Signed and dated 1632, this elegant portrait was painted when van Mierevelt was at the height of his career as a portrait painter to the leading royal and noble families of Europe. The sitter is still unknown to us and yet it was almost certainly painted to celebrate his marriage. The pendant portrait of his wife was completed by van Mierevelt a year earlier, in 1631, and is today in the Museum of Fine Arts of Lyon (inv. no. A120). In these two portraits, husband and wife are depicted in complimentary poses, both standing beside a table with their hand resting on an oriental carpet. In his opposite hand he holds a pair of gloves, whilst she holds an ostrich feather fan, and this mirroring of their poses was used as a device by the artist to show the couples solidarity, whilst maintaining their individual characteristics.

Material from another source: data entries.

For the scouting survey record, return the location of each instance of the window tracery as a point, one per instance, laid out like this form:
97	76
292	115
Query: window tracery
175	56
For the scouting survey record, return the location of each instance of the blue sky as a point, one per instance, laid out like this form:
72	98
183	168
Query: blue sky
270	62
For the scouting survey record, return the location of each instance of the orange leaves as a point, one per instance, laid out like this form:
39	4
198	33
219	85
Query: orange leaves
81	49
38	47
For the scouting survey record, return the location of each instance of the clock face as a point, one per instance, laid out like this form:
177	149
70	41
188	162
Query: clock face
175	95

By this period van Mierevelt’s reputation was great and he was working between two studios in Delft and The Hague. A few years earlier, the king of England, Charles I, and his eldest son Prince Henry, tried to lure him to London but he was deterred by the 1625 plaque that was raging through the city. He stayed and continued to be in huge demand throughout Europe, painting the King of Sweden and many members of the court of the princes of Orange-Nassau. Together with Gerrit van Honthorst, Mierevelt was the favoured portraitist of the exiled Palatine court of Frederick V (1596-1632).

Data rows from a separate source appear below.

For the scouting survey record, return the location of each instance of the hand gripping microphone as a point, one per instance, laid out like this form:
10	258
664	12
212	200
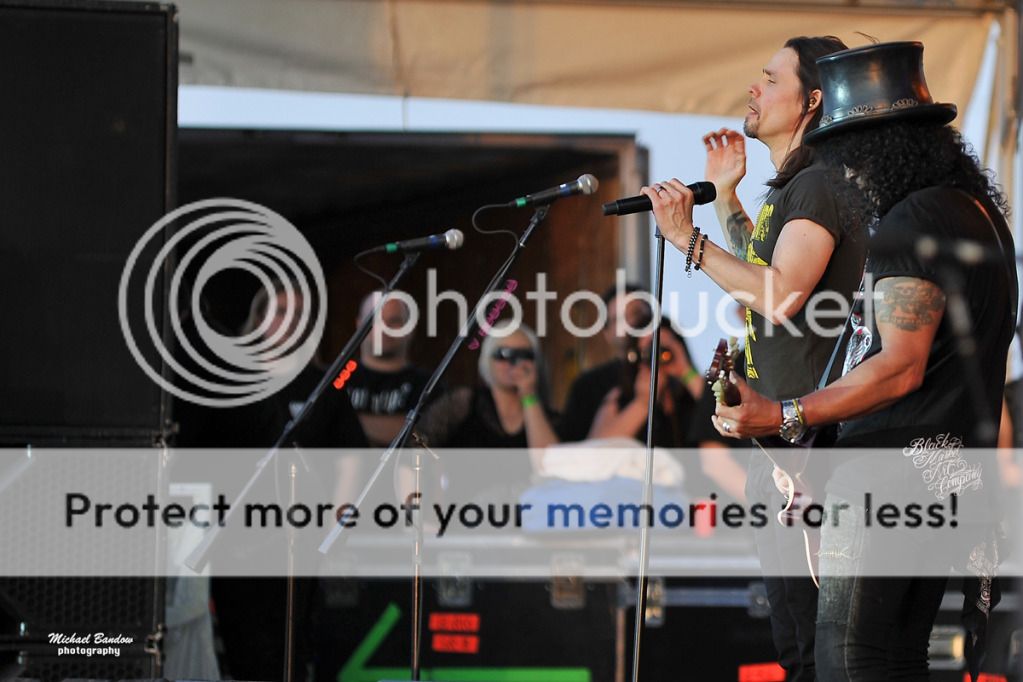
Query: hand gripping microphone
586	184
451	239
704	192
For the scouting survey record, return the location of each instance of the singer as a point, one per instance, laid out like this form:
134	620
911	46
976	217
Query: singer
907	388
799	245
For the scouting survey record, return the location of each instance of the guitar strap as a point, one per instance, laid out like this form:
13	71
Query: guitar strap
826	376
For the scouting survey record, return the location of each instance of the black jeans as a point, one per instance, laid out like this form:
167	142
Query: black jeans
870	628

To cope with this demand van Mierevelt developed a large workshop, which included his sons Pieter and Jan as well as prominent artists of the next generation including Paulus Moreelse, Claes Cornelius Delff, Jacobus Delff Willem, Cornelius van der Vliet and his brother Hendrik. However, the sublime skill evident in the present portrait, and its pendant in Lyon, are characteristic of van Mierevelt’s finest independent work and suggest that the present sitter was an important patron, which necessitated van Mierevelt’s personal attention.